Asynchronous timer event running synchronously ("buggy") in Firefox 4?
This is in Firefox 4 (4.0.1); The order of alerts is "as expected" in Firefox 3 (Firefox 3.6.17), IE 9 (9.0.8112.16421), and Chrome 11 (11.0.696.68).
The expected order of alerts is "Now", "Wait-End(x)", "End(x)"
, where x
is some number that is the same.
However, the observed order is "Now", "End(0)", "Wait-End(x)"
. Why does setTimeout
not run asynchronously after the while
? This seems like it could be very problematic, as shown with the counter.
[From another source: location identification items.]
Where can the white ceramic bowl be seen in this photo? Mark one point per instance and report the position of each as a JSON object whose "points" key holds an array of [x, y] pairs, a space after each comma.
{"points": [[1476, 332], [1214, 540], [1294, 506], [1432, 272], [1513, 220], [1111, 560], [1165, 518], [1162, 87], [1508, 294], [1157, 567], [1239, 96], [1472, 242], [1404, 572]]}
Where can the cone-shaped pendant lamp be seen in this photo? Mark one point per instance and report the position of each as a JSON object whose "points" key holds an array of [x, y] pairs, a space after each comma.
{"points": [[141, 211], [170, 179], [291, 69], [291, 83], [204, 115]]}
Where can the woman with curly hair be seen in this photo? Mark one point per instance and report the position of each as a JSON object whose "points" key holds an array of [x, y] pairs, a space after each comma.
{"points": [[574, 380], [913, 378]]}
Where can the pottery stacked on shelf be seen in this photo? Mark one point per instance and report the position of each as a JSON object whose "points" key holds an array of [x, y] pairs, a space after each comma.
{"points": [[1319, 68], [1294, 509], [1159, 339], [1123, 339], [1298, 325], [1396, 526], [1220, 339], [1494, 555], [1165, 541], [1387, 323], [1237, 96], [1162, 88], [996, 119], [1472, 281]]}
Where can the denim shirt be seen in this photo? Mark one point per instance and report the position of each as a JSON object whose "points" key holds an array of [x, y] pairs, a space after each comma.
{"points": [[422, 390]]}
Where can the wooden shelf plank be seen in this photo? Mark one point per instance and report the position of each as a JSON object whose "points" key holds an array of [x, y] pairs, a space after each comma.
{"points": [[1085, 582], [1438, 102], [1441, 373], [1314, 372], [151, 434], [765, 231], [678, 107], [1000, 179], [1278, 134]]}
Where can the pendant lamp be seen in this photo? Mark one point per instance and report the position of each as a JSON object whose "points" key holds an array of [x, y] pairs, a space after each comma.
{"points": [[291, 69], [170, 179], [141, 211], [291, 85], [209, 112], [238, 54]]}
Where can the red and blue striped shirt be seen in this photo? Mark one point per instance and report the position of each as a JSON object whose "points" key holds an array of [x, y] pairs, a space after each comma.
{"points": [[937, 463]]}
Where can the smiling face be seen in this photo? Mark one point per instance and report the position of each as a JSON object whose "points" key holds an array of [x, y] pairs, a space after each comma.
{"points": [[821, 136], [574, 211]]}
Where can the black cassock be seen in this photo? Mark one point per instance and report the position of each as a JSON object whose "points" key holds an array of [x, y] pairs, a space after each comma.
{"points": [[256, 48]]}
Here is the jsfiddle for the following test case:
function doLater(callback) {
// if the timeout is larger than about 800ms it "works as expected"
setTimeout(callback, 1)
alert("Now")
}
var waiting = 0;
doLater(function () { alert("End(" + waiting + ")") })
var end = (+new Date) + 2000
while ((+new Date) < end) { waiting++ }
alert("Wait-End(" + waiting + ")")
If the timer timeout is above ~800ms then the expected behavior occurs. (Timeouts of 100ms and 500ms still exhibit the unexpected order).
It really seems like a bug.
Update: This partially a Heisenberg. The following works as expected. It appear开发者_StackOverflow社区s that alert
in Firefox 4.0.1 will process pending events (when closed?). The jsfiddle and code:
function doLater(callback) {
setTimeout(callback, 1)
console.log("Now")
}
var waiting = 0;
doLater(function () { console.log("End(" + waiting + ")") })
var end = (+new Date) + 2000
while ((+new Date) < end) { waiting++ }
console.log("Wait-End(" + waiting + ")")
With this new information, does Firefox 4's alert behavior still operate within applicable Javascript / event-model specifications? In particular, the code which invoked the alert
is still "active" but the effect is that it is being momentarily preempted with event processing.
Your script works in my Firefox 3.6.17.
I did some searching... It would seem that Firefox 3 actually halted the JavaScript thread(s) when processing an alert
. However, other synchronous operations (like XMLHttpRequest
) instead used something called an "event loop", which apparently doesn't stop other timers from executing.
My guess is that Firefox 4 is now doing for alert
what Firefox 3 did for XMLHttpRequest
; it's using an event loop, and because of this, timers run "behind" alert
s. This would seem to explain why it works for me (in FF3) but not for you (in FF4).
Source for the FF3 information.
I'd say the only reason you are seeing your "expected" behavior is because you are introducing a block with your while loop before the browser's timer has had a chance to fire your callback. In your doLater
you have instructed the JavaScript engine to execute the callback
function as soon as possible. However, you then immediately introduce an instruction that will tie up most JavaScript engines so that the callback
has to wait. So FireFox 4's JavaScript engine must be a bit quicker in this instance than the others.